Cameron and his team of engineers equipped the submarine with the best technological innovations that allowed them to go on the first manned research mission at the bottom of the "Challenger Abyss" in the western Pacific Ocean, located at a depth of about 11 kilometers below sea level. In the first phase, Woods Hole scientists will install the adjustable and lightweight cameras and the lighting system designed by Cameron and his team in the robotic submarine Nereus of the institute, which has been used to study the depths of the oceans since 2009. The team ofNereus Preparing to leave in February 2014 for a six-week trip, funded by the US National Science Foundation (NSF) in the amount of about 1.4 million dollars, with the aim of exploring the Kermadec Trough in the Pacific Ocean, located at a depth of about 10 kilometers [northeast of New Zealand].

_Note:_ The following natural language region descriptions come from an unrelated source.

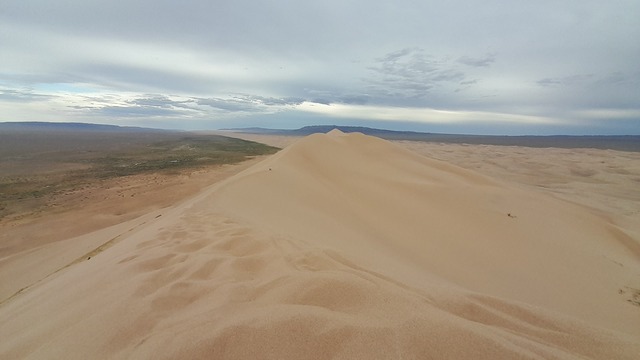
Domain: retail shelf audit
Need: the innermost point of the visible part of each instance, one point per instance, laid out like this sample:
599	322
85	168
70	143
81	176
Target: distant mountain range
612	142
51	126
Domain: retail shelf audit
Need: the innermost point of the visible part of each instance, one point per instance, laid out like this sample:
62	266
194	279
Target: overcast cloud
512	67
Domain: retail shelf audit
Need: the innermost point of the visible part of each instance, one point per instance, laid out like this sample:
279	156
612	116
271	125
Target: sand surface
347	246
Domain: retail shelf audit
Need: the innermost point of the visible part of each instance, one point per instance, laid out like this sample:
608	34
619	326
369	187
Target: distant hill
51	126
612	142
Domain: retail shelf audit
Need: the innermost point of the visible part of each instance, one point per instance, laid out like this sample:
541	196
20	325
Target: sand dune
344	246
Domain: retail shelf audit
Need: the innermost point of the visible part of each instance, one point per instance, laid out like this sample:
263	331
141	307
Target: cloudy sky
489	67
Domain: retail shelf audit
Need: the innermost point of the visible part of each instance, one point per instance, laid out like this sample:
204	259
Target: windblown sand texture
343	246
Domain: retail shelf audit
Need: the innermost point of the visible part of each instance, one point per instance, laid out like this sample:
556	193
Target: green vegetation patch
60	169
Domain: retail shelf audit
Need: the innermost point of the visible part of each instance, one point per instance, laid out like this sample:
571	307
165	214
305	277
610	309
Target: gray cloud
21	96
412	73
571	80
478	62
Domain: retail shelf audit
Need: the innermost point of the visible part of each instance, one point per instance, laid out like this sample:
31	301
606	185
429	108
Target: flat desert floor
346	246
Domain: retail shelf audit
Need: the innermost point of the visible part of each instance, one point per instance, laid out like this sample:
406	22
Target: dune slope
344	246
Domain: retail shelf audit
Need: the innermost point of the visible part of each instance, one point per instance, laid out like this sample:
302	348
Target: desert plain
338	246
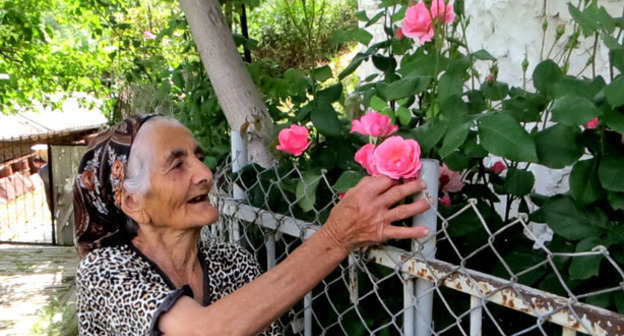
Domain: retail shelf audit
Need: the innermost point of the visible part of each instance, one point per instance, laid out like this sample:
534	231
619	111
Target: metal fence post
239	160
476	316
424	288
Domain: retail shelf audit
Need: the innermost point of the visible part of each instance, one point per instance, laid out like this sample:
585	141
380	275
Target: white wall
510	28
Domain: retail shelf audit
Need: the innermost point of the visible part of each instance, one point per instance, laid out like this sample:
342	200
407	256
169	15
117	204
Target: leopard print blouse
122	292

In addition to the submarine itself, Cameron decided to donate about one million dollars to help the Woods Hole team of scientists and engineers adapt its technology to the wider use of deep-sea exploration. "Instead of having the submarine sit idly by until I complete my next two films, I think it would be better if I donate it to this noble cause," Cameron said in an April 2013 discussion in New York with Woods Hole scientists.

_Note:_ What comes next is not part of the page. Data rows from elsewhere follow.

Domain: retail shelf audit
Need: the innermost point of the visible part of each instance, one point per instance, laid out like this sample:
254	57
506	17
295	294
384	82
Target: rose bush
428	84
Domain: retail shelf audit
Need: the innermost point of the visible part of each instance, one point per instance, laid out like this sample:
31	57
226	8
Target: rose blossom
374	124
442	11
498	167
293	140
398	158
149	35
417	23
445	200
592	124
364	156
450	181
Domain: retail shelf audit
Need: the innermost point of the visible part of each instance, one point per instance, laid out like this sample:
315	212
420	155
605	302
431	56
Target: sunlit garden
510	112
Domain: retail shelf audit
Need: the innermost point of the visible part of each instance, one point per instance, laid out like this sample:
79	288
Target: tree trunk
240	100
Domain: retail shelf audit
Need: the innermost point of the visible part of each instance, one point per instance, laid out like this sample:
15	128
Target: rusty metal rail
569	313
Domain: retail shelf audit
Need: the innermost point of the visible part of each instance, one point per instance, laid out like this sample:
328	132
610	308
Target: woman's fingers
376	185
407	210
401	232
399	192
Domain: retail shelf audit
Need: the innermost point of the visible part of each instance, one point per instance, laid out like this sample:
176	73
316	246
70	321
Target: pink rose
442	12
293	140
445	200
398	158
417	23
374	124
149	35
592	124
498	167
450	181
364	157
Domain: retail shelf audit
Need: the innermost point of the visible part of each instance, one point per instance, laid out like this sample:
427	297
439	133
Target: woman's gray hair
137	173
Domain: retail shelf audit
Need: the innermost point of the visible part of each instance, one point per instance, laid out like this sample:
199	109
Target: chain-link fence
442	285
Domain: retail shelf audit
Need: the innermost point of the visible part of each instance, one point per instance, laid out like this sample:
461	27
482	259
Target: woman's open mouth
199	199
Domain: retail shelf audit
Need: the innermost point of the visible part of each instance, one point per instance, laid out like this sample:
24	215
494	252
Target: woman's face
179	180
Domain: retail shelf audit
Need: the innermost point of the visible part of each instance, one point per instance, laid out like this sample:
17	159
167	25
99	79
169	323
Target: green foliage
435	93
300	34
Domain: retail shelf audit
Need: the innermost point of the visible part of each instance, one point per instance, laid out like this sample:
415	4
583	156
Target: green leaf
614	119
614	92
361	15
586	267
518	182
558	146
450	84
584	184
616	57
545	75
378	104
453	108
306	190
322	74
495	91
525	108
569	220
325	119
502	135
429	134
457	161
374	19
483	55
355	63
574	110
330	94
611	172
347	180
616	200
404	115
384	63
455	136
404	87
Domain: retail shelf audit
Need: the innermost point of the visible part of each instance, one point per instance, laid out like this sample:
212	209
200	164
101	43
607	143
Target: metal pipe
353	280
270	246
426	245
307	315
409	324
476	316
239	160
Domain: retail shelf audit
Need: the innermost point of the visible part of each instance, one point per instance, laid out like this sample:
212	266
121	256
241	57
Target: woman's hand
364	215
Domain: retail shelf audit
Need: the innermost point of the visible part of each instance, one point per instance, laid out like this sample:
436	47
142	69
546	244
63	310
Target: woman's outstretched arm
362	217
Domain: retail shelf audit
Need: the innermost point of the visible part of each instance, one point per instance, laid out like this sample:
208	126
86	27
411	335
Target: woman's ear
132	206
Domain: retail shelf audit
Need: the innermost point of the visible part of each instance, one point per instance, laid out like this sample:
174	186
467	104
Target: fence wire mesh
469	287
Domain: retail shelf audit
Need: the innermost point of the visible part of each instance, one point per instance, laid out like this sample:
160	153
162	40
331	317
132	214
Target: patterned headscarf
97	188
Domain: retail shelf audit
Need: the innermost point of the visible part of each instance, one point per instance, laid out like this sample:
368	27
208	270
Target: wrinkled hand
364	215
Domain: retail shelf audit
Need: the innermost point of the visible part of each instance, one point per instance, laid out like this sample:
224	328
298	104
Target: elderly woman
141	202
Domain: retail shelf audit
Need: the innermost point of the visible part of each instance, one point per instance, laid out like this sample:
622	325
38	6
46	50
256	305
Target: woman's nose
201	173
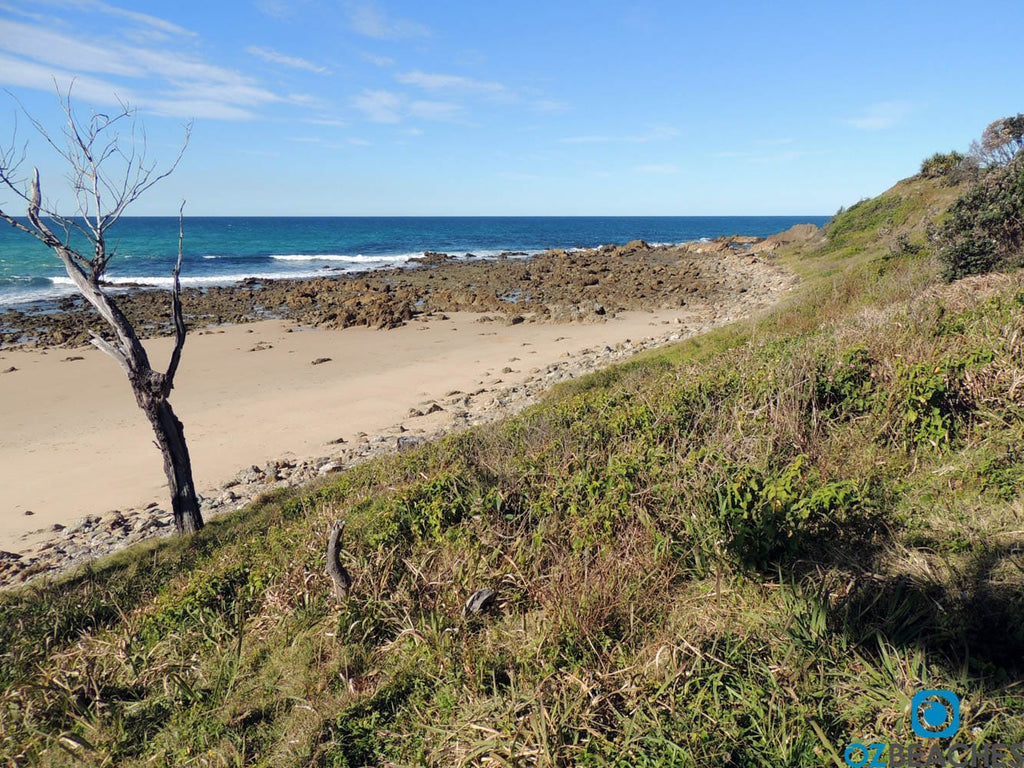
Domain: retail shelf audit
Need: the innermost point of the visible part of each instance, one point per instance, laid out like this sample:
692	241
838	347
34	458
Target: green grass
748	549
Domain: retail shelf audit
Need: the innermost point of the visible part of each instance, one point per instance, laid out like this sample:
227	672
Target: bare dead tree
108	172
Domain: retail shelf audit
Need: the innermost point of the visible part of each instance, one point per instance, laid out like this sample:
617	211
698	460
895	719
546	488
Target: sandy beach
276	401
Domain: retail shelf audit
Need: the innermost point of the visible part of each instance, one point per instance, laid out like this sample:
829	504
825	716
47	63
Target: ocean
224	250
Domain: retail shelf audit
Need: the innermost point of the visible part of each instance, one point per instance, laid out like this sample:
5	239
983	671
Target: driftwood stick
342	581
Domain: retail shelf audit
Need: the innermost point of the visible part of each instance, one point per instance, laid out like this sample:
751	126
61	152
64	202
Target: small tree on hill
1000	142
108	172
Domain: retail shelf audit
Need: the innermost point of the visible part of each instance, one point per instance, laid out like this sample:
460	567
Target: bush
943	165
985	227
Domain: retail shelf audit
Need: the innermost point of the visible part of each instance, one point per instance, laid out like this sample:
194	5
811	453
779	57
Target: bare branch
179	323
107	175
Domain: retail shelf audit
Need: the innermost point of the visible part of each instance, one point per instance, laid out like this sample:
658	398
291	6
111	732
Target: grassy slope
750	549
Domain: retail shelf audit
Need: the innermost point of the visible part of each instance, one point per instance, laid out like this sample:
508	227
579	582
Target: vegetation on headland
751	548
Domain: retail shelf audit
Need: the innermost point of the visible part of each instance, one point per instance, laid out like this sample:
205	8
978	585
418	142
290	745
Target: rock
479	601
408	442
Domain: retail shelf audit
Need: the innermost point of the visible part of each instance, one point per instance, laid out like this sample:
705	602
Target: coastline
272	403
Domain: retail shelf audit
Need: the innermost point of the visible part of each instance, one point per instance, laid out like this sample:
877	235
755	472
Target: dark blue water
223	250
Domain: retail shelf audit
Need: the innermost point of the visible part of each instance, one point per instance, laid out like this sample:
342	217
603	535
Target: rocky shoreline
556	286
719	282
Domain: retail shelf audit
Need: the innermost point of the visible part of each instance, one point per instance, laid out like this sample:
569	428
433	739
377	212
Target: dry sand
74	442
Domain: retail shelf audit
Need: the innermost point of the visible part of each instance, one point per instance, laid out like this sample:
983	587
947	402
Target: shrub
943	165
769	517
985	227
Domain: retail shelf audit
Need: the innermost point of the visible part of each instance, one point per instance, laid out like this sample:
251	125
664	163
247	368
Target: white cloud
653	133
367	18
380	105
154	23
434	110
268	54
881	116
662	169
378	60
162	80
436	81
49	47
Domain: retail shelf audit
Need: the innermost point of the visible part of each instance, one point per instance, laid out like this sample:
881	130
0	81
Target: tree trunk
177	466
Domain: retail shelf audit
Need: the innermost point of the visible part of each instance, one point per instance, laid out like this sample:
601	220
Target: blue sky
526	108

The researchers aim to study the abysses of the sea at depths below six kilometers in all their aspects. They want to know what creatures live there, how they evolved during evolution and what they feed on, says Tim Shank, a researcher in Woods Hole's biology department who heads the HADES project to study the ecosystem of the deep sea. However, most submarines capable of withstanding the extreme pressures that prevail at these depths are, for the most part, heavy and difficult to operate and therefore relatively expensive and have low fuel efficiency. Cameron's engineers developed new materials, including a sticky foam made of millions of tiny hollow glass spheres immersed in epoxy resin with the aim of strengthening the submarine's hull without weighing it down. The length of the submarine is 7.3 meters and its internal width is only 1.09 meters. The submarine's cockpit has balls that are at normal atmospheric pressure, which also allows for the collection of water evaporated from Kamron's breathing and sweat into a plastic bag, which serves as an additional reservoir of drinking water when needed. The submarine sinks in the water when it is standing on the bottom of the ocean [see photo] in such a way that its wheelhouse is at the bottom and above it is a lighting pole and a battery panel that is 24 meters long.

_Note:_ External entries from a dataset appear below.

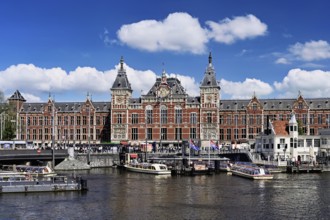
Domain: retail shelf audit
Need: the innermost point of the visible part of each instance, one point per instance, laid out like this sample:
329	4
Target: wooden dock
304	169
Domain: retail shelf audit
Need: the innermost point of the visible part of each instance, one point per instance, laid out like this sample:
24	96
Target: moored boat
29	170
14	184
251	171
149	168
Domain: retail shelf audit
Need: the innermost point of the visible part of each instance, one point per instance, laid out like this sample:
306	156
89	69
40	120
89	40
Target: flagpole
189	154
209	152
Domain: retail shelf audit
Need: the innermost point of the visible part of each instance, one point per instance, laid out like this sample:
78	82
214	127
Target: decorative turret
121	82
16	100
209	79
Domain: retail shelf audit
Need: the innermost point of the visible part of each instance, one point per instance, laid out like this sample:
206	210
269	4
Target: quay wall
99	160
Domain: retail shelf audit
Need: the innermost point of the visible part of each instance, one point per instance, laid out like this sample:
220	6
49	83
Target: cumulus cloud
180	32
188	83
310	51
282	60
239	28
314	83
170	34
35	82
245	89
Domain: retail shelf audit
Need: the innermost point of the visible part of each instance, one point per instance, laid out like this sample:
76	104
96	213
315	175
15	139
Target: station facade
165	115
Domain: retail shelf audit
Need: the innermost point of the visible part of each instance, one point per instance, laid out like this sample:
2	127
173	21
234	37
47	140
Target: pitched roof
121	81
280	127
209	79
17	96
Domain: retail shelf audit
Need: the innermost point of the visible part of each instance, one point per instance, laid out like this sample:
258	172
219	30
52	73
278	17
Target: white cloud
180	32
246	89
282	60
310	51
188	83
170	34
314	83
239	28
35	82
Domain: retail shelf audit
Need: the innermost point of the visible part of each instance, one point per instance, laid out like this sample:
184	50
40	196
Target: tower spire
121	63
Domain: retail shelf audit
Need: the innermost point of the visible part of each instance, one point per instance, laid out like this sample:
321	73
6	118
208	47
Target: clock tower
121	92
210	102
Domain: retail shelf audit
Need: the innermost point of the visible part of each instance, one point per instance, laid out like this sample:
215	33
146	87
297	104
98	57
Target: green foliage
9	131
300	128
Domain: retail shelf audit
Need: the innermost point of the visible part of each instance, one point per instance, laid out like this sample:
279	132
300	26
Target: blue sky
70	48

Cameron's deep-sea submarine will arrive in Woods Hall shortly after the opening of the new center of the Institute of Marine Robotics, whose purpose is the development of technology for marine research in cooperation with the academic world and with the assistance of the US federal government and the business sector. Some of the experts on the subject who were present at the opening ceremony stated that the field of marine robotics is at a disadvantage compared to advanced terrestrial developments, such as drones, this is, in part, because wireless communication networks (Wi-Fi) and satellite navigation systems (GPS) do not operate below sea level. This means that there is still a wide field for innovative developments in the underwater world. "The popular opinion in the public is that the era of the great discoveries is already behind us, that we discovered everything that can be discovered about the world and mapped it to the end," says Cameron, adding: "The total area of ​​these ocean depressions is larger than the surface of the United States and more extensive than the surface of the Australian continent. It is, in fact, an unknown continent that exists somewhere on Earth and is waiting to be discovered."

 

The article was published with the permission of Scientific American Israel

2 תגובות

  1. It is better to invest in the development of a mapping system for the bottom of the oceans and the upgrading of submarines that can dive to such depths with appropriate equipment.

  2. An area of ​​comparative research worth thinking about is a comparison between the photographs of the submarines and photographs of the bottom of the oceans as part of Google Earth.